SEGUROS SEM FUTUROLOGIA

O ano de 2020 está se mostrando muito mais complicado e negando o que estava previsto em janeiro. 16 de Outubro de 2020

O ano de 2020 está se mostrando muito mais complicado e negando o que estava previsto em janeiro. A pandemia fez estragos em todas as nações, em todos os blocos de comércio e na globalização como um todo. O que deveria ser, simplesmente não foi. E o avesso ocupou espaços inacreditáveis, não necessariamente com resultados negativos.

O atrelamento automático e submisso do Brasil aos Estados Unidos deveria gerar no mínimo um acréscimo importante na nossa balança econômica. Sem isso, não tem sentido abrir mão de uma longa história de independência diplomática, baseada na vontade das nações e na não intromissão em assuntos que não nos dizem respeito. Todavia, foi o que aconteceu e o resultado da aventura foi o mais pífio dos últimos onze anos de relações bilaterais.

De outro lado, as relações com a China, que tinham tudo para se deteriorarem em função de ações pouco inteligentes de autoridades brasileiras, estão bombando e as importações da potência asiática são um guarda-chuva seguro para os números nacionais, seriamente abalados pelo coronavírus e suas consequências.

As duas faces da mesma moeda mostram o contrário do que seria esperado. A alardeada amizade presidencial com a grande potência mundial resultou em provável déficit recorde nas contas entre os dois países, enquanto as malcriações com a China não interferiram nos negócios entre as duas nações, com o Brasil exportando muito mais do que o cenário mais otimista poderia prever, ao ponto de o mercado interno estar desabastecido de produtos que fazem parte da rotina alimentar do brasileiro.

Recente estudo publicado pelo Itaú Unibanco dá conta de que, em quatorze setores econômicos analisados, apenas quatro apresentam recuperação significativa. Os demais ou estão andando de lado ou simplesmente continuam encalacrados na crise e sem sinais mais fortes de recuperação.

Importante salientar que o setor mais dinâmico é justamente o agronegócio e sua pujança é puxada pelas importações chinesas. Quer dizer, não fosse a China uma nação extremamente pragmática, o Brasil poderia estar numa situação mais delicada e metido numa crise mais profunda.

Graças a este desempenho, as avaliações sobre a recessão nacional foram revistas e o novo cenário, ainda que bastante negativo, é mais positivo do que o anterior, com as projeções falando em menos 5,8% em vez dos menos 10% anteriormente previstos. 

Outra incógnita é o que vai acontecer quando o auxílio emergencial deixar de ser pago. Algumas previsões indicam que, sem ele, o país não aguenta manter a recuperação em curso, fruto do consumo das famílias e das exportações do agronegócio e de minérios.

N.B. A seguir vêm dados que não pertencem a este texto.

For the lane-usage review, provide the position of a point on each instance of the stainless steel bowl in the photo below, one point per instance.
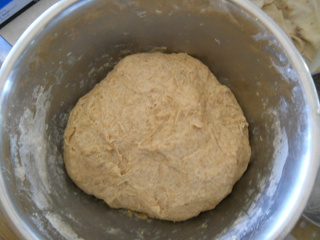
(75, 44)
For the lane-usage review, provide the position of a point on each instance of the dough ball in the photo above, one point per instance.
(159, 135)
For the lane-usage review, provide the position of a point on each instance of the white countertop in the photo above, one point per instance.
(13, 30)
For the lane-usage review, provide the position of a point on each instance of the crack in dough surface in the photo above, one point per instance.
(159, 135)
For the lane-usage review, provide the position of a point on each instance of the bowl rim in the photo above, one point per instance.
(291, 214)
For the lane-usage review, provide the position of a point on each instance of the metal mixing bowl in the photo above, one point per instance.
(75, 44)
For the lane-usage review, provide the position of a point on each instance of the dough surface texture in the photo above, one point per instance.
(159, 135)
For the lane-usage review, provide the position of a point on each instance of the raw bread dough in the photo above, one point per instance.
(159, 135)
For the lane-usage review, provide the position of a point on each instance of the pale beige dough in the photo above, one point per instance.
(159, 135)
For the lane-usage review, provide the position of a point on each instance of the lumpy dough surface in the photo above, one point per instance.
(159, 135)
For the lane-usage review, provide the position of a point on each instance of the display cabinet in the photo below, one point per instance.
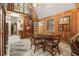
(64, 23)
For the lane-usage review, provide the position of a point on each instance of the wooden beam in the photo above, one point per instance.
(77, 5)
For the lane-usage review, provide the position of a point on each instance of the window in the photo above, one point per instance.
(50, 25)
(64, 23)
(20, 7)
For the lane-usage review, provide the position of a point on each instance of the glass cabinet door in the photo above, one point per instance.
(0, 30)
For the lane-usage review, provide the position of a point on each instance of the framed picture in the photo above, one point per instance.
(50, 25)
(64, 23)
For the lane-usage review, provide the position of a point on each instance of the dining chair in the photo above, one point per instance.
(36, 40)
(53, 45)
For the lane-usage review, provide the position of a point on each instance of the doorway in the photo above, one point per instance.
(13, 28)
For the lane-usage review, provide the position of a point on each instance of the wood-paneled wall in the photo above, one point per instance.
(65, 35)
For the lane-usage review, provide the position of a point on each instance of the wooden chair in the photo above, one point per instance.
(52, 45)
(36, 40)
(74, 43)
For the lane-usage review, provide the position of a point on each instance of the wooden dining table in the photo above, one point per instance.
(44, 38)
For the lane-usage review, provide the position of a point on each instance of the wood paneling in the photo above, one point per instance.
(10, 6)
(74, 22)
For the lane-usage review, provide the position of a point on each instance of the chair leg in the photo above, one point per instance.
(43, 47)
(58, 50)
(31, 46)
(35, 49)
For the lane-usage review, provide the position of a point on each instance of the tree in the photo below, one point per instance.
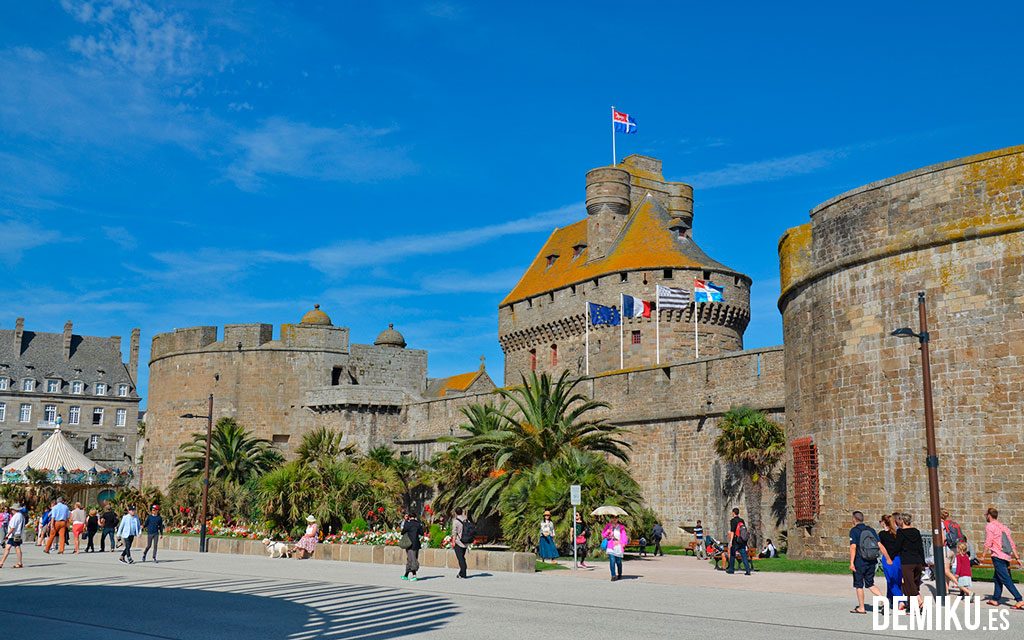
(751, 440)
(236, 456)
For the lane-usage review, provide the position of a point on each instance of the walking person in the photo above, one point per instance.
(1003, 549)
(91, 526)
(414, 529)
(59, 514)
(864, 553)
(656, 534)
(109, 522)
(154, 526)
(460, 532)
(15, 529)
(78, 518)
(614, 540)
(891, 566)
(127, 530)
(582, 532)
(698, 535)
(910, 549)
(547, 549)
(738, 535)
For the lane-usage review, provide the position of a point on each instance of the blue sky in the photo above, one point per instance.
(176, 164)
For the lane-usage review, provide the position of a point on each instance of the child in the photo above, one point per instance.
(963, 568)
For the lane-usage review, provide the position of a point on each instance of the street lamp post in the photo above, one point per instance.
(933, 459)
(206, 472)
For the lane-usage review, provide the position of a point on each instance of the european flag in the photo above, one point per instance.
(600, 314)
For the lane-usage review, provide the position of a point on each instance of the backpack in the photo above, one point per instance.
(468, 532)
(953, 534)
(868, 545)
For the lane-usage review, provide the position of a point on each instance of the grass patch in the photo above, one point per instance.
(547, 566)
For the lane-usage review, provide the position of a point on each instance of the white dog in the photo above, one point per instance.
(276, 550)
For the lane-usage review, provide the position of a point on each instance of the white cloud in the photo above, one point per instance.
(348, 154)
(766, 170)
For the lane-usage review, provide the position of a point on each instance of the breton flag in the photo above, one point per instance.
(635, 307)
(672, 298)
(707, 291)
(600, 314)
(624, 123)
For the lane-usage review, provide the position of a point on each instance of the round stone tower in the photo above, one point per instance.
(854, 409)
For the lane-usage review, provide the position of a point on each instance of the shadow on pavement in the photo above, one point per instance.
(172, 607)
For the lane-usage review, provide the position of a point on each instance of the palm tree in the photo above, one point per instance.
(756, 443)
(236, 457)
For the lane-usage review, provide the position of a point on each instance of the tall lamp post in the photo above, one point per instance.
(206, 472)
(933, 459)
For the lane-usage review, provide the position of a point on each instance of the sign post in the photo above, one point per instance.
(574, 500)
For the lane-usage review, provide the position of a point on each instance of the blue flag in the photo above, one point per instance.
(600, 314)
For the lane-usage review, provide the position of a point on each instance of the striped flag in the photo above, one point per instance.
(673, 298)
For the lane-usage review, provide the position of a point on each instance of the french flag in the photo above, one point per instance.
(635, 307)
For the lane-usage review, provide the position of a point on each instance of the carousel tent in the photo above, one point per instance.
(54, 455)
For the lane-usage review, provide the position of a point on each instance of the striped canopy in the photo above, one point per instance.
(55, 454)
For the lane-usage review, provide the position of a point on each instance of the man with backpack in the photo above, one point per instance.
(738, 537)
(463, 532)
(1000, 545)
(864, 553)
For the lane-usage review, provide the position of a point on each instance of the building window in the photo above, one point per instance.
(805, 481)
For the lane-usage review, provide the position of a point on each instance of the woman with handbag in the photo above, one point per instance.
(582, 532)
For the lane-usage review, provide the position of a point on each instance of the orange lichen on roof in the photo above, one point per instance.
(646, 242)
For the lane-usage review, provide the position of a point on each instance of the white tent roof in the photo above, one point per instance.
(54, 453)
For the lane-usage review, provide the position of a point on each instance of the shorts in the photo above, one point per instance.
(863, 574)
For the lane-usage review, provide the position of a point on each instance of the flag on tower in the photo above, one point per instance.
(624, 122)
(672, 298)
(707, 291)
(635, 307)
(600, 314)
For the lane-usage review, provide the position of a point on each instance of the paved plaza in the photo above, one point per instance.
(188, 595)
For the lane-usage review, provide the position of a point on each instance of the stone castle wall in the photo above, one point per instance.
(558, 317)
(850, 276)
(672, 413)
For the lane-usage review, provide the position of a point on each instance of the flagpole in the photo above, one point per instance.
(587, 343)
(613, 157)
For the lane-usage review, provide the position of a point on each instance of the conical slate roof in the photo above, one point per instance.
(54, 454)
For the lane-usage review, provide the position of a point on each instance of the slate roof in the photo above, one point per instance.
(645, 242)
(41, 355)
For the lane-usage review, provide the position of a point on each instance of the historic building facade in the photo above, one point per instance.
(80, 381)
(853, 391)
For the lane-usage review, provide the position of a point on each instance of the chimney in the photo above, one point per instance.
(133, 355)
(18, 334)
(68, 340)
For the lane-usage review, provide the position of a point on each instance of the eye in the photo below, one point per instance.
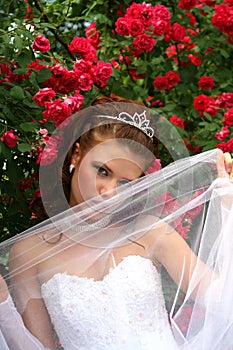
(123, 182)
(101, 171)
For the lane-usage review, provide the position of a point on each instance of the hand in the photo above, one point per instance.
(225, 170)
(3, 290)
(225, 165)
(228, 163)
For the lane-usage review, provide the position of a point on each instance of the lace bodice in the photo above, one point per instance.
(123, 311)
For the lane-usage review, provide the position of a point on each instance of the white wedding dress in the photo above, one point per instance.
(124, 311)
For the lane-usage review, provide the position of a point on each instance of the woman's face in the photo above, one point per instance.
(102, 169)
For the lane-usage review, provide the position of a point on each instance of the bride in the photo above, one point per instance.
(90, 275)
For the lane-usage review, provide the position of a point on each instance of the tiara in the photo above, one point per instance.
(137, 120)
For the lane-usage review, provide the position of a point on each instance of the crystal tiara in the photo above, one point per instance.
(137, 120)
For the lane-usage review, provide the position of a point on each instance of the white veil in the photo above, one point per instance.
(188, 196)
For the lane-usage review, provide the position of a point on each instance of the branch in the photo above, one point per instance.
(57, 37)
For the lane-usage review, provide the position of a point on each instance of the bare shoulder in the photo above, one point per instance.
(28, 249)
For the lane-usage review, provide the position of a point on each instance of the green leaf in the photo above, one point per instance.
(24, 147)
(17, 93)
(29, 126)
(25, 58)
(43, 75)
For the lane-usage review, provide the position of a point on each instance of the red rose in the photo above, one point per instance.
(187, 4)
(48, 154)
(228, 120)
(122, 26)
(81, 47)
(136, 27)
(206, 83)
(25, 184)
(93, 35)
(58, 71)
(65, 83)
(135, 10)
(173, 78)
(144, 42)
(201, 102)
(162, 12)
(83, 66)
(35, 65)
(102, 73)
(177, 121)
(41, 43)
(178, 32)
(228, 98)
(84, 82)
(9, 138)
(57, 111)
(74, 102)
(220, 17)
(221, 135)
(194, 60)
(160, 27)
(192, 18)
(43, 96)
(160, 83)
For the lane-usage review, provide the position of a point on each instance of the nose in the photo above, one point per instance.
(108, 190)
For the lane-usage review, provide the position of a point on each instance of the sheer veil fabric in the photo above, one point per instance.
(187, 196)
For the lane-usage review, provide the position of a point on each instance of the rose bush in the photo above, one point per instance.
(57, 56)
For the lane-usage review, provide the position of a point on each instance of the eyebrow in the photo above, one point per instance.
(100, 163)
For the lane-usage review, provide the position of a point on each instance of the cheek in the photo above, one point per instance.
(87, 184)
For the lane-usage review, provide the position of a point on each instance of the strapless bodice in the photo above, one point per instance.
(124, 311)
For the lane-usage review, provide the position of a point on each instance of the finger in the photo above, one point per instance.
(221, 168)
(228, 162)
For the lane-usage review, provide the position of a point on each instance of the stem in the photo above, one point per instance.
(57, 37)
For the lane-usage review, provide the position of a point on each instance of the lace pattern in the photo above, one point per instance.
(123, 311)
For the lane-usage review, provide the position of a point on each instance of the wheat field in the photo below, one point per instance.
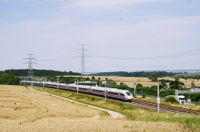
(24, 110)
(144, 80)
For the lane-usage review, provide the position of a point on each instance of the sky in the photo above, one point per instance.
(119, 35)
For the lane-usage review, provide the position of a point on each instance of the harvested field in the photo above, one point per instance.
(24, 110)
(144, 80)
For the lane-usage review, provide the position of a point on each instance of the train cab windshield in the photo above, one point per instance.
(128, 93)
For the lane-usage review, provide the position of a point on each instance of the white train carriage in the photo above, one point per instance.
(94, 90)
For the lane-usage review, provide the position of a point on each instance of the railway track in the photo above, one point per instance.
(153, 106)
(163, 107)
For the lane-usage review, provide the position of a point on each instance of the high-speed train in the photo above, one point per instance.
(113, 93)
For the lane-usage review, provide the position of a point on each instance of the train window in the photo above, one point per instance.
(128, 93)
(112, 93)
(97, 91)
(121, 94)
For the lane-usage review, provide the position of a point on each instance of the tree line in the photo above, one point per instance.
(137, 74)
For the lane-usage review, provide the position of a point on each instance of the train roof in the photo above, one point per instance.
(100, 88)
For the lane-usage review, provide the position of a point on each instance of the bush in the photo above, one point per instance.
(171, 99)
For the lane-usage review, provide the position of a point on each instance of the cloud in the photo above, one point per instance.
(125, 39)
(109, 4)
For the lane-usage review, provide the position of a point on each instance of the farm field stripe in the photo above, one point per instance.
(113, 114)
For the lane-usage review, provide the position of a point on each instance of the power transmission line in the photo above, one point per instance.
(83, 57)
(30, 62)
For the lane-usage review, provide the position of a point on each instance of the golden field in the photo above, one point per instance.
(24, 110)
(144, 80)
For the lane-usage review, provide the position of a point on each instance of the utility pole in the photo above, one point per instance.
(158, 93)
(83, 57)
(57, 82)
(135, 89)
(158, 97)
(30, 62)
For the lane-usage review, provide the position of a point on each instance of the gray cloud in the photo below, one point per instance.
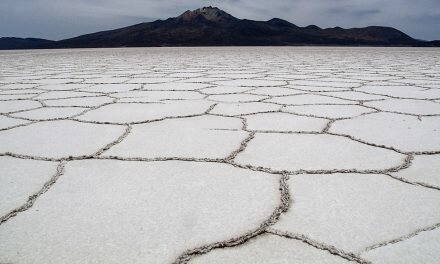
(67, 18)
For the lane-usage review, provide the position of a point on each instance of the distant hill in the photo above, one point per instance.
(210, 26)
(23, 43)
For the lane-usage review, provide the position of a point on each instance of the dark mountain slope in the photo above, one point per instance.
(210, 26)
(22, 43)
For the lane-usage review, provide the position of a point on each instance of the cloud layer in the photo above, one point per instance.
(67, 18)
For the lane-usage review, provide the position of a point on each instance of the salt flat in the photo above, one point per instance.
(220, 155)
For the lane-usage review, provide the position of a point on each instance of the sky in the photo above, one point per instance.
(60, 19)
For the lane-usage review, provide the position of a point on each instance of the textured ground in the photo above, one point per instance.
(220, 155)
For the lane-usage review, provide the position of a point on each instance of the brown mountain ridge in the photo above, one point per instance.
(210, 26)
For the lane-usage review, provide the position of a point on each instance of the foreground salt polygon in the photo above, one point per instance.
(183, 155)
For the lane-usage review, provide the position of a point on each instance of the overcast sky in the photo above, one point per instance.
(58, 19)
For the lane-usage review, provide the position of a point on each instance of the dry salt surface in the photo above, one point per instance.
(220, 155)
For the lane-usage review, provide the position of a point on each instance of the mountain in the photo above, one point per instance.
(22, 43)
(210, 26)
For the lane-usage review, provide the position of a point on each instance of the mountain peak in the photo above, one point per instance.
(209, 13)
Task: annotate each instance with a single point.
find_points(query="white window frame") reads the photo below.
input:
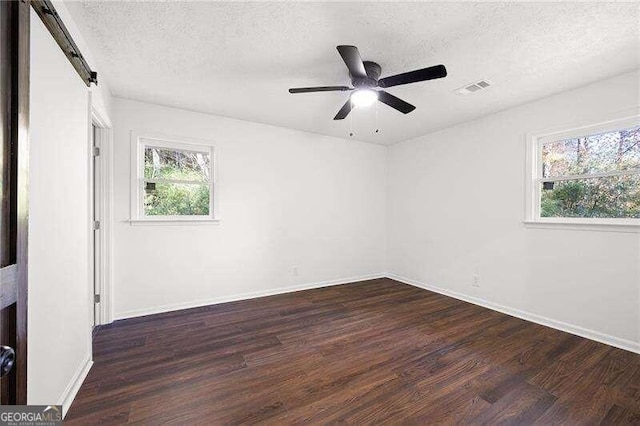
(139, 141)
(535, 141)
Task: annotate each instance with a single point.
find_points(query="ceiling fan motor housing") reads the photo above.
(373, 74)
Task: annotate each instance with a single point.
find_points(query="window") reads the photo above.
(174, 180)
(589, 175)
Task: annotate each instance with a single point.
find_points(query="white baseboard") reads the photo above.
(243, 296)
(538, 319)
(74, 385)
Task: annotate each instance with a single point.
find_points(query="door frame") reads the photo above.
(101, 209)
(15, 36)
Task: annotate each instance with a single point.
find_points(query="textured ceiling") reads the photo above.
(238, 59)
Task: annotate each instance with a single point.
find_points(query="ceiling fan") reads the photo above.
(365, 78)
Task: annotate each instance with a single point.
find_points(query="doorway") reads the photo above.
(100, 216)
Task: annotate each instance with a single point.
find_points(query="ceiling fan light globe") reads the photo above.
(364, 97)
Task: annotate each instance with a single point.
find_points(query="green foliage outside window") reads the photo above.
(176, 182)
(612, 196)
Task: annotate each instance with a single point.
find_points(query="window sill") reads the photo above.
(585, 226)
(174, 222)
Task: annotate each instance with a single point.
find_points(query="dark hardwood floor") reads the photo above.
(374, 352)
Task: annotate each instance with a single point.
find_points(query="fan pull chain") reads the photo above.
(377, 127)
(351, 120)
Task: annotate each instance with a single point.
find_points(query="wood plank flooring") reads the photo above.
(374, 352)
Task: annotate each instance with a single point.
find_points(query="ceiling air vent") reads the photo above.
(474, 87)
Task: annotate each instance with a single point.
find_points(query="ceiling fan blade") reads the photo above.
(319, 89)
(352, 59)
(396, 103)
(438, 71)
(344, 111)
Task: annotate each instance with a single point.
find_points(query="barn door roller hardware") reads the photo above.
(49, 16)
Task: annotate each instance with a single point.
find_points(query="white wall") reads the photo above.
(456, 208)
(59, 322)
(286, 198)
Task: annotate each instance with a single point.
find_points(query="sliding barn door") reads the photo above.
(14, 125)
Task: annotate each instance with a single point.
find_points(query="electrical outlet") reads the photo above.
(475, 280)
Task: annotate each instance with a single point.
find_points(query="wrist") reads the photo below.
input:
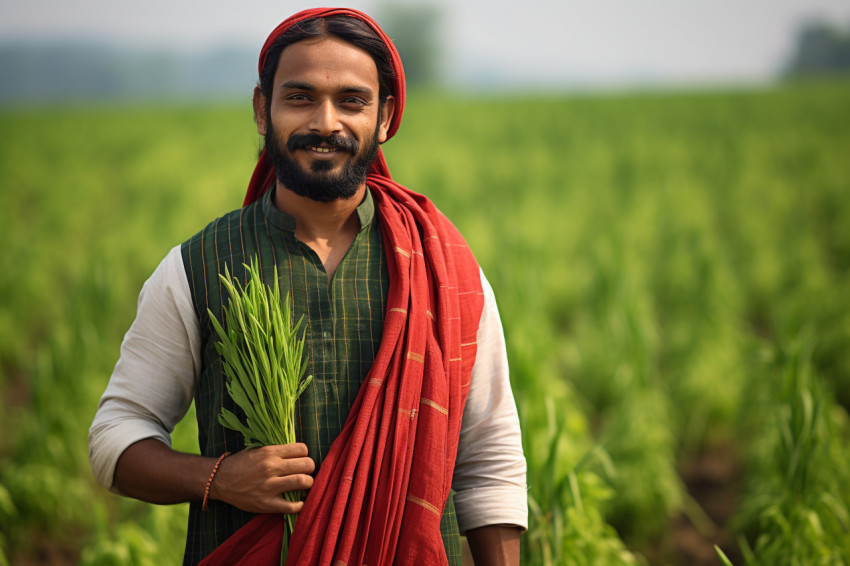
(209, 484)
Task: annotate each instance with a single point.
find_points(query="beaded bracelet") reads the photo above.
(209, 481)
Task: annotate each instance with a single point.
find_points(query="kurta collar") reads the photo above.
(283, 221)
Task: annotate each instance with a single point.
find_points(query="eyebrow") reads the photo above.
(298, 85)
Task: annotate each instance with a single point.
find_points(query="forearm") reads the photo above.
(151, 471)
(252, 480)
(495, 545)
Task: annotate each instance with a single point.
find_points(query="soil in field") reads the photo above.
(714, 480)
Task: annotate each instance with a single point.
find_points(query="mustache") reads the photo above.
(334, 141)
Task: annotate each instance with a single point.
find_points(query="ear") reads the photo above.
(386, 117)
(260, 116)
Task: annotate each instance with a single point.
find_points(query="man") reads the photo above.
(410, 414)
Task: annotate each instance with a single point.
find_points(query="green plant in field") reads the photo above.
(566, 524)
(797, 510)
(263, 362)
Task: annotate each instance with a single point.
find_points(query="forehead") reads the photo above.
(327, 61)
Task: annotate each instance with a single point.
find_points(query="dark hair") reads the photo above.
(347, 28)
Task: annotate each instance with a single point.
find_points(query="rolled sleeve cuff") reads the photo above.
(496, 505)
(108, 442)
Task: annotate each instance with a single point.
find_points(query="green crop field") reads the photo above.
(673, 272)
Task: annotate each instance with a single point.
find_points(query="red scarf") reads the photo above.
(379, 495)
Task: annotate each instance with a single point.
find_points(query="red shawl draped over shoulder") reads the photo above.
(379, 495)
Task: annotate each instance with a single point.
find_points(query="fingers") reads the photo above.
(255, 479)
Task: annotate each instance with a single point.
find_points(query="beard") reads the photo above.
(318, 182)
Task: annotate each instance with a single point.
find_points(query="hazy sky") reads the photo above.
(535, 42)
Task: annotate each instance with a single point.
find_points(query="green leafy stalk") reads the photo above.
(263, 363)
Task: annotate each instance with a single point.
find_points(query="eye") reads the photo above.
(298, 97)
(353, 101)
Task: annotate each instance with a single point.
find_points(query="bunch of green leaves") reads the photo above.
(263, 362)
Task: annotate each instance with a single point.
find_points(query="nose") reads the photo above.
(325, 119)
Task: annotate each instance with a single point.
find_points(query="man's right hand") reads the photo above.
(254, 479)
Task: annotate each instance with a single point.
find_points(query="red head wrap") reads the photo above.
(264, 174)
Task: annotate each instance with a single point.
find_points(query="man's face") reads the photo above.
(324, 122)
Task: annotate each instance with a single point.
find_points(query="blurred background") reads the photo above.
(658, 192)
(96, 49)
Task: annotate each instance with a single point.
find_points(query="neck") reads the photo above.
(327, 227)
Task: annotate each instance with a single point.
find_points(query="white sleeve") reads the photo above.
(489, 476)
(152, 385)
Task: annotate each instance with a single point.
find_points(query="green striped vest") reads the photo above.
(343, 321)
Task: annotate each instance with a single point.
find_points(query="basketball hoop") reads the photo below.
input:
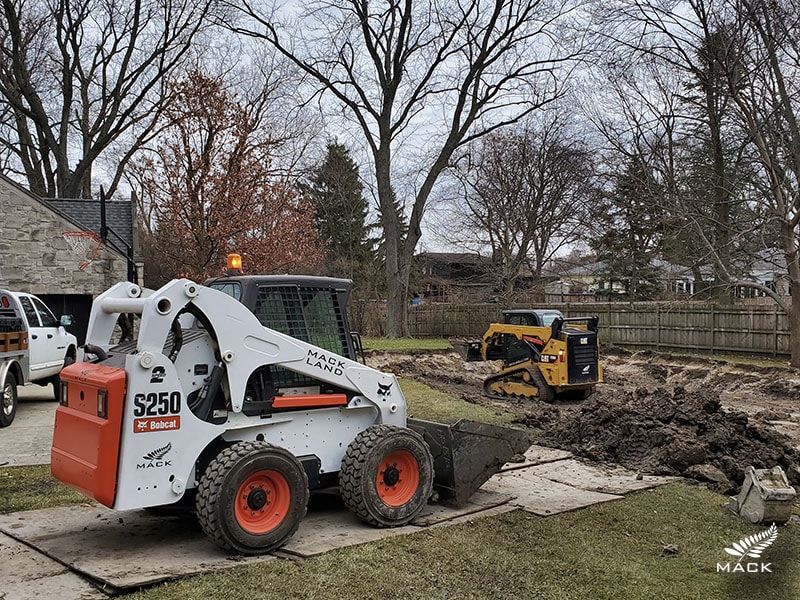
(81, 243)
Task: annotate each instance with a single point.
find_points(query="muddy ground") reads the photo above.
(655, 414)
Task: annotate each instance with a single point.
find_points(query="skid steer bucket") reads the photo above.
(467, 453)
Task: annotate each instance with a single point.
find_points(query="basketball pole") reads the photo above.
(105, 230)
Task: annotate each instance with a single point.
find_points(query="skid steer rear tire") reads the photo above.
(252, 497)
(386, 476)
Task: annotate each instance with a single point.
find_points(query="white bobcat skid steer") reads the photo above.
(208, 400)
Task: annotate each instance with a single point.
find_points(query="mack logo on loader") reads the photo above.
(155, 457)
(329, 364)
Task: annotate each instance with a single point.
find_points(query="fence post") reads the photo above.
(713, 327)
(658, 327)
(775, 333)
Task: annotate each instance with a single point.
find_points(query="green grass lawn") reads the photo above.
(406, 344)
(662, 544)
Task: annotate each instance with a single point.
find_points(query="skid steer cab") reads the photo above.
(544, 355)
(243, 396)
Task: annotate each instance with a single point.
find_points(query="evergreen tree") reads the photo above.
(342, 214)
(631, 219)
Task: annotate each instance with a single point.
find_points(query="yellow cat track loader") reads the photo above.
(241, 397)
(544, 356)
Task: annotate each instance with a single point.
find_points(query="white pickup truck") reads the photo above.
(34, 347)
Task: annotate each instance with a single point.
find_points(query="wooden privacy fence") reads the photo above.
(660, 326)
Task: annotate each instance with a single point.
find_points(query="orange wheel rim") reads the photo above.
(262, 502)
(398, 478)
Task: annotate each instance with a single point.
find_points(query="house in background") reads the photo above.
(35, 257)
(453, 277)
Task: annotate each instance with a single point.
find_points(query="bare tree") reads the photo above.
(438, 73)
(525, 197)
(760, 71)
(79, 75)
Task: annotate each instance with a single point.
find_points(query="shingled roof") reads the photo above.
(86, 213)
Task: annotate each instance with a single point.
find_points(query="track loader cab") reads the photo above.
(544, 355)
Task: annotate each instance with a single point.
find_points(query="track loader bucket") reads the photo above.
(467, 453)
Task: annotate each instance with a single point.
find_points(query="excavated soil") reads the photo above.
(654, 414)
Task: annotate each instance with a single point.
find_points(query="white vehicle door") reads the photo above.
(47, 345)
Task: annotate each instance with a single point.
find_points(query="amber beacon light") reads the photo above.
(234, 263)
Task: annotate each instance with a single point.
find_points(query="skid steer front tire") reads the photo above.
(386, 476)
(252, 497)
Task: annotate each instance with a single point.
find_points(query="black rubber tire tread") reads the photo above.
(220, 482)
(546, 393)
(360, 469)
(11, 387)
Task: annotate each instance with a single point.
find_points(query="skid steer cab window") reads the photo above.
(309, 314)
(231, 288)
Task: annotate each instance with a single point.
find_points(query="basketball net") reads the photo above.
(81, 243)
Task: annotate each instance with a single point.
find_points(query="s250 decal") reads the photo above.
(157, 404)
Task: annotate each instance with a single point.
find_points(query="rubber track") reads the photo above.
(535, 374)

É certo que alguns setores importantes para o faturamento da atividade seguradora terão desempenho extremamente fraco, como é o caso da indústria automotiva, com uma queda estimada em 35% em relação à produção do ano passado. Também não é de se esperar um desempenho forte de setores tradicionais, como a indústria têxtil.

Este quadro tem impacto direto no desemprego, que permanece em patamares elevadíssimos, mesmo com a pequena recuperação a que vamos assistindo. A situação é dramática, a miséria cresce e alguns especialistas estão seriamente preocupados com o que pode acontecer no ano que vem.

Como planejar as ações estratégicas de uma companhia de seguros dentro deste cenário? A atuação dos corretores de seguros é mais direta e mais próxima do cidadão, então é mais fácil corrigir rumos e enveredar por novos caminhos. Mas como dar esta agilidade para uma seguradora, que depende do desempenho de outros setores econômicos para colocar produtos com maturação relativamente lenta, desenvolvidos num momento em que o avesso do avesso ocupa o espaço do que seria lógico?

O que vem depois? Esta é a pergunta de um milhão de dólares. Toda crise gera oportunidades, mas como avaliar corretamente o que pode acontecer no futuro? Como prever o que vai acontecer no campo político? Nas relações internacionais? Na segurança jurídica? Futurologia não é resposta. Mais do que nunca, é hora de calma, cautela, sangue frio e muita, mas muita, análise. Um passo em falso pode ser fatal e neste momento as trilhas estão encobertas.